2 The FMC recorded that the application for judicial review purportedly filed on 13 January 2006 was accepted for filing in breach of order 3 made by the FMC on 13 December 2004 and as a consequence made the following orders:
‘1. Leave is refused for the filing of the application purportedly filed on 13 January 2006 insofar as it relates to the decision of the Refugee Review Tribunal (‘the RRT’) made on 20 March 2000.
2. The application is dismissed as incompetent insofar as it relates to the decision of the delegate made on 12 October 1998.
3. The application to pay the first respondent’s costs and disbursements of and incidental to the application pursuant to the Federal Magistrates Court scale.’
3 That order made by the FMC on 13 December 2004 was to the effect that no further application for review of the decision of the Refugee Review Tribunal, which was handed down on 4 April 2000, be accepted for filing in the FMC.
4 The application purportedly filed on 13 January 2006 seeks inter alia to challenge the decision of the RRT made on 20 March 2000. That decision had been the subject of several earlier judicial review proceedings, as recorded in Applicant S1000/2003 v Minister for Immigration and Multicultural and Indigenous Affairs [2004] FMCA 963 per Driver FM at [4] and [5]. The application for review of that RRT decision had been ruled as incompetent, in so far as it related to the decision of the Minister’s delegate made on 12 October 1998.

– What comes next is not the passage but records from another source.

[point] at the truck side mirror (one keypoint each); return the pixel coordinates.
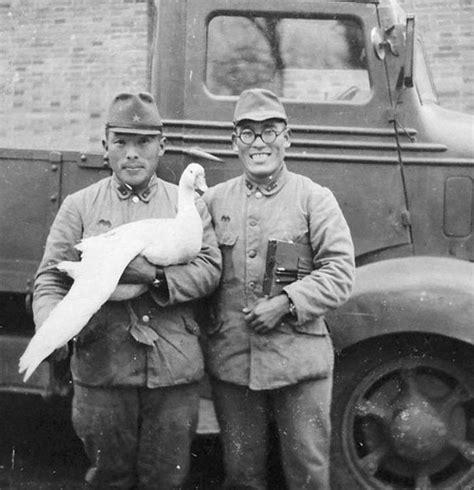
(409, 51)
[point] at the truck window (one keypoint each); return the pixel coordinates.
(304, 59)
(423, 79)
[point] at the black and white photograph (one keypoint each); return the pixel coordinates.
(236, 244)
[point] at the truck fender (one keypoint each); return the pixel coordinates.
(403, 295)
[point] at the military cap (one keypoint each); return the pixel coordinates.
(135, 114)
(258, 104)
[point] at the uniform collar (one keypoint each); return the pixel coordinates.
(124, 191)
(272, 186)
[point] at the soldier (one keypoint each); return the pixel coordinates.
(272, 357)
(135, 404)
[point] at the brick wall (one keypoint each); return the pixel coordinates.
(61, 61)
(446, 28)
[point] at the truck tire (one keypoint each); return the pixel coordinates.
(403, 415)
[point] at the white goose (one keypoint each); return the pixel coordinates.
(104, 258)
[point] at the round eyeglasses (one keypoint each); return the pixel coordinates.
(268, 135)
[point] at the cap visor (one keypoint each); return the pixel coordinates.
(151, 132)
(261, 116)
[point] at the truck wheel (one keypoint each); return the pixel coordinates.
(403, 415)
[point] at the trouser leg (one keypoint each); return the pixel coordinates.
(168, 424)
(302, 415)
(243, 419)
(106, 420)
(137, 437)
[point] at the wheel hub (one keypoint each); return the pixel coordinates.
(417, 433)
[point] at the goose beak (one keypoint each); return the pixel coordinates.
(200, 185)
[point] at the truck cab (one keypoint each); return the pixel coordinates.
(366, 123)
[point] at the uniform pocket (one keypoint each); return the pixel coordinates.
(226, 240)
(314, 327)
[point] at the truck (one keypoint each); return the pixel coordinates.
(366, 123)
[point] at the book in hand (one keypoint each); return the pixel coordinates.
(286, 262)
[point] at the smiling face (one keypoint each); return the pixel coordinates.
(262, 160)
(134, 157)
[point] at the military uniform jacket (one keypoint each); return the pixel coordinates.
(293, 208)
(105, 352)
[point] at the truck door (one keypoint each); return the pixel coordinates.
(29, 188)
(318, 57)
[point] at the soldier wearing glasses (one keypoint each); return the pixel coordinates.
(271, 358)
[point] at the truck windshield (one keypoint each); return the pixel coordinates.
(303, 59)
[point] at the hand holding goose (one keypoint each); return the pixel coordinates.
(104, 258)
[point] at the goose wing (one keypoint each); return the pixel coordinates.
(103, 262)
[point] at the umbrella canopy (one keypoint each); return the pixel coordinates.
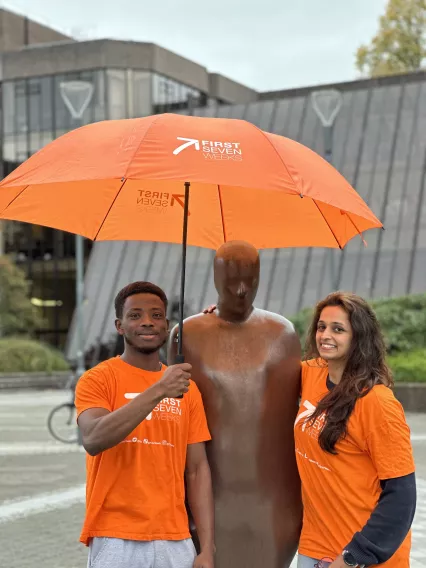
(174, 178)
(124, 180)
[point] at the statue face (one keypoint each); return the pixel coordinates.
(236, 282)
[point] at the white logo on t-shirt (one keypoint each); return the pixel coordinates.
(168, 409)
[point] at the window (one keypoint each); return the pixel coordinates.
(116, 94)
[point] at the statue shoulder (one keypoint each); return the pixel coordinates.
(282, 326)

5 In support of the present application for leave to appeal is an affidavit of the applicant sworn on 16 February 2006, and a draft notice of appeal containing five purported grounds of appeal (numbered 3 to 7).
6 On 26 April 2006 the applicant filed an outline of submissions and a further affidavit affirmed on 26 April 2006 which annexed a transcript of the applicant’s proceedings before the RRT.
7 The applicant’s submissions purport to distil error in the Refugee Review Tribunal’s decision made more than six years ago, errors said to have been overlooked by the FMC. What follows below reflects the Minister’s reasons for decision on the subject of the present application for leave to appeal.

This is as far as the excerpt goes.